Dagen Nyheter 140912

By: JOHANNA PAULSSON

Review. Skarpnäck’s metro sign and brick facades have moved into Cirkus. The orchestra sits perched on the high-rise balconies, and life rolls on as usual before nurse assistant Mona Berglund (Helen Sjöholm) is thrown into the pop carousel. The musical version of Life is a Schlager largely follows the successful movie; key scenes remain despite Jonas Gardell having written both lyrics and a new script.

That it’s almost 20 years since Peter Jöback and Helen Sjöholm last stood on stage together in Kristina from Duvemåla is striking. The Swedish private theater audiences are not exactly spoiled with newly written musicals – especially ones not of the jukebox kind. But if you have Fredrik Kempe as a composer and let him make a song contest cavalcade of hit pastiches – from dance band style to power ballads – you don’t need a string of hits. Then it’s enough with Aldrig ska jag sluta älska dig (I will never stop loving you) known from the film (with music by Jesper Winge Leisner although that’s not really made clear.)

Peter Jöback does an in every way glittering performance as Mona’s hit song crazy brother – the transboundary Candy Darling who partly has a narrative role and is spared from languishing in AIDS, but instead must contend with harassment. Mona is a personal assistant to cerebral palsy David (played by Jonas Helgesson who has cerebral palsy himself) and secretly submits a song that he has written to the Swedish Eurovision Song Contest, becomes a star overnight and forgets all the things that are important in life: friendship, love and honesty. It’s a seemingly sweet story that Gardell successfully combines with blackness, acrid social criticism and celebrity satire.

That a case of illness in the ensemble has costume designer Christer Lindarw deputize in the mingling role of Jean-Pierre Barda becomes a premiere bonus, but most things are in place. Johan Glans (Mona’s stress joking husband Bosse) laps couplet singing with Kvarteret Skatan humour, Måns Möller finds home as the awful record label mogul and obvious Bert Karlsson paraphrase Tony Borg and Frida Westerdahl’s pop rival Sabina oozes of parodic plasticity. Jöback’s parade number Annars vore jag inte jag (Otherwise I wouldn’t be me) is also among the most beautiful things to be heard on the musical stage. It’s a song for all of us who feel we are never good enough, or quite fit in. A song about accepting all the things that makes us who we are.

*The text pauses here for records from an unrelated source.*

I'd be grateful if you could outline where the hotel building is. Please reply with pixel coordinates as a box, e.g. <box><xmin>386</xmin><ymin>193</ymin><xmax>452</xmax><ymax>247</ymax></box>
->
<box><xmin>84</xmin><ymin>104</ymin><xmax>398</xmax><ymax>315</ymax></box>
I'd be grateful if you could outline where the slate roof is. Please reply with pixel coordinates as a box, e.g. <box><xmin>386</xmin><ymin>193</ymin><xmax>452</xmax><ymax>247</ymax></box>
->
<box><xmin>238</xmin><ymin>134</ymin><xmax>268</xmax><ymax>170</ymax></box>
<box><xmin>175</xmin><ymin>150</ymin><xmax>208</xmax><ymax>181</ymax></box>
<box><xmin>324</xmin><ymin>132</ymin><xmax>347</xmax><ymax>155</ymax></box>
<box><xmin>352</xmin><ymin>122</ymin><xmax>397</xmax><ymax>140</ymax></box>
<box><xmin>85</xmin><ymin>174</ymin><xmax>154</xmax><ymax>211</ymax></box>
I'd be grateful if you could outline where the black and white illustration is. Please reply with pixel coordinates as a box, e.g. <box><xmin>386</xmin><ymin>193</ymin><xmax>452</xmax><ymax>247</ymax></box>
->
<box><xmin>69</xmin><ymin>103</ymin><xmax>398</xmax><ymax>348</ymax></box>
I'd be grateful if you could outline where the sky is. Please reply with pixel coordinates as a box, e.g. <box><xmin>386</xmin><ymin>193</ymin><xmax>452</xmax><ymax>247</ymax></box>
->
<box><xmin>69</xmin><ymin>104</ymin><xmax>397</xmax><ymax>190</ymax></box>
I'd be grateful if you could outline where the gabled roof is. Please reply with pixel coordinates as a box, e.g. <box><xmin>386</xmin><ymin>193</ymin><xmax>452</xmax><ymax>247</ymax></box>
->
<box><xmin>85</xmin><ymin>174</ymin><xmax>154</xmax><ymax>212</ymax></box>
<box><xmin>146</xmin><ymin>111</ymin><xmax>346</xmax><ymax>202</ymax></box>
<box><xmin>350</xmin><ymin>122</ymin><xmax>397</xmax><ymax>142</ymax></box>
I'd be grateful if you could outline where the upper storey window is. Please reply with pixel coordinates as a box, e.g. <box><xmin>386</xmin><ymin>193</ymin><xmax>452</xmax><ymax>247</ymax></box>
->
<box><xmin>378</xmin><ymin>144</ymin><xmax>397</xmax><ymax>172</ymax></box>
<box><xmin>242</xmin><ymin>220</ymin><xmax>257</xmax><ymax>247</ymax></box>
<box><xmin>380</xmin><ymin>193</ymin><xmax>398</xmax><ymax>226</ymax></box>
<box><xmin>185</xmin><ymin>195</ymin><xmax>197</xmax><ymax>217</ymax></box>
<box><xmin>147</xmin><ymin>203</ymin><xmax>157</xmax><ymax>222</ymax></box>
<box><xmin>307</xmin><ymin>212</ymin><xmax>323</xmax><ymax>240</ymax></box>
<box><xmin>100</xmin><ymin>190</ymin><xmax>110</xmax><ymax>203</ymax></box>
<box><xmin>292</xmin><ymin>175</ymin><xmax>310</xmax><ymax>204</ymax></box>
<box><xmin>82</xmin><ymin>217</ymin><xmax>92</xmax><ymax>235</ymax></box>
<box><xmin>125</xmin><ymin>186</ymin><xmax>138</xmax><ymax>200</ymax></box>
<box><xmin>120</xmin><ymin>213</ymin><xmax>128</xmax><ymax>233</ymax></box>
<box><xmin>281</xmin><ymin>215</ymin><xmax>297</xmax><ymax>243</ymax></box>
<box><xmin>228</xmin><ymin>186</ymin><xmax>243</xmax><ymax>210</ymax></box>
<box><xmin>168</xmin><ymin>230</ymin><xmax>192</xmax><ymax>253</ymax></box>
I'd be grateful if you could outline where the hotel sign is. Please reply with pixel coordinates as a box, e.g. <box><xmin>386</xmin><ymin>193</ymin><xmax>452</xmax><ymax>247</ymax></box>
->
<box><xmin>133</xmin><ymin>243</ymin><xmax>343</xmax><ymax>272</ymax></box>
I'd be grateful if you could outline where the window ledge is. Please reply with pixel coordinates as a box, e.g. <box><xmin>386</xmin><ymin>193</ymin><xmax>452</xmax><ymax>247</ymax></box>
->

In the contemporary superlative inflation, it feels more appropriate to speak of Life is a Schlager as genuinely liberating. For this is truly a musical that manages to be both professional and inclusive, amusing and deadly serious at the same time. There might be one or two obsolete humor elements that could have been curbed, but it’s also the dynamic – the oscillations between tears and laughter – that makes this contemporary tale so strong. Life is not a hit song – life is a very, very wonderful musical by Jonas Gardell.